Q – I am a recently retired consulting engineer in the field of water collection methodologies. We have done some traveling and would like to do more. I think I would be the perfect part-time employee. I’d really appreciate a quick overview of the industry in terms of the issue of survival. I’d want to keep working from five to ten years. Does your firm have any openings? Hope I am not asking too much but this is the only place where I know I’ll get a straight answer.

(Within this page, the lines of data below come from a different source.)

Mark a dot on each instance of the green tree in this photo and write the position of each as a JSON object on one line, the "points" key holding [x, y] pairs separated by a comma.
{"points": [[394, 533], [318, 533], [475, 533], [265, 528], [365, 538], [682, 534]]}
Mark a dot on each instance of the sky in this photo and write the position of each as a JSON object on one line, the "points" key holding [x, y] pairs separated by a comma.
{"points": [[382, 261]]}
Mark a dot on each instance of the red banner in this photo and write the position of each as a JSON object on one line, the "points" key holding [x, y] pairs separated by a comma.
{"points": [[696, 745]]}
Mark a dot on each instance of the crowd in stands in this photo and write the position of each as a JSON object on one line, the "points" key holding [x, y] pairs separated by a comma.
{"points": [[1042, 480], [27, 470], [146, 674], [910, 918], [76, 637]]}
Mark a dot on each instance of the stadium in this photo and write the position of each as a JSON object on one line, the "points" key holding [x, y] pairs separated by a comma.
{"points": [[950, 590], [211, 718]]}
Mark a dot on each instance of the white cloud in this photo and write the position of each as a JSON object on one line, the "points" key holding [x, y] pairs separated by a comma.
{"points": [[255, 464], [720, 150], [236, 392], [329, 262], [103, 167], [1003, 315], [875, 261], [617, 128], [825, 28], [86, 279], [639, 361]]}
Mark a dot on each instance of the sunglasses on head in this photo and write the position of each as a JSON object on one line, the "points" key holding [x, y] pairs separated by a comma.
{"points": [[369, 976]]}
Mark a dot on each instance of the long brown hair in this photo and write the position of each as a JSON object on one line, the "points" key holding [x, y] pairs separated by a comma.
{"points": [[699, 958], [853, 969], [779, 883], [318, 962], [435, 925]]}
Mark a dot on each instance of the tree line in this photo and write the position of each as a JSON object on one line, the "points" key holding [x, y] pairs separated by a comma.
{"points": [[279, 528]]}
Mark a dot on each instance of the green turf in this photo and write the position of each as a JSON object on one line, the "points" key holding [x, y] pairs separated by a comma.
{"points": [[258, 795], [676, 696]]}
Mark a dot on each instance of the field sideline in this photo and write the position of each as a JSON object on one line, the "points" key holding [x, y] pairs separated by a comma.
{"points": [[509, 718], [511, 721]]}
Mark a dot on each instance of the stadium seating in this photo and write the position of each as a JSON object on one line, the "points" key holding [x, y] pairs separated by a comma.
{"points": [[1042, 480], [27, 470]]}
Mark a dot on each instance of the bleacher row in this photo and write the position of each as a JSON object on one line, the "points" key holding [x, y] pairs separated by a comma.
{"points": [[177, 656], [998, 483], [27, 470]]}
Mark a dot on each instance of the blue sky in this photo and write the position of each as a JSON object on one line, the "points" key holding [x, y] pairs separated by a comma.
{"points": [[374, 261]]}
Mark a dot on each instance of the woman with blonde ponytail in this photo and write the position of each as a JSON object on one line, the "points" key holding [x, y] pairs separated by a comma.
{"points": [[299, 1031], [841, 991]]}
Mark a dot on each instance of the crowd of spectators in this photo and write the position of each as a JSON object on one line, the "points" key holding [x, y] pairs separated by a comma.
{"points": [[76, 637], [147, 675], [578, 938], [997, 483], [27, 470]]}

A – In the mid-nineties, there were 35,m000 travel; agency locations in the United States. In some areas they were as prevalent as gun shops. Today, that number has shrunk down to about 15,000 travel agencies.That would seem to be bad news, but it is just the opposite. The result of the closing of so many agencies is that most of the finks, frogs, and phonies are now running tanning bed salons. They’ve left the business. Those who have remained, tend to be the better agents with real followings and niche specializations. Travel agents, who essentially, by definition, do airline ticketing and serve as “agents” of the airlines, are fast disappearing. They are being replaced by a new breed of consultant. The US travel market is currently generating about $285 billion annually. Travel agents and consultants generate about a third of that. According to a recent piece in the New York Times, agencies in the United States have posted two solid years of strong growth and good agents are very much in demand. Some actually have a waiting list for new clients. Part of this has to do with the fact that travel agents tend to be a mature bunch and members of the profession are dropping like flies with no one to replace their accumulated expertise. But what is really driving the growth in agency production is the growing tendency, as the Times points out, for travelers to seek personalized professional recommendations. Online searching is just so much blah for many and Internet stats for booking travel are actually down as a percentage and have been for 24 months. The fact is that few trust the web enough to purchase travel there.
We don’t hire based on openings. When we find an extraordinary applicant we try to create a job for them based on their personal preferences and our current needs.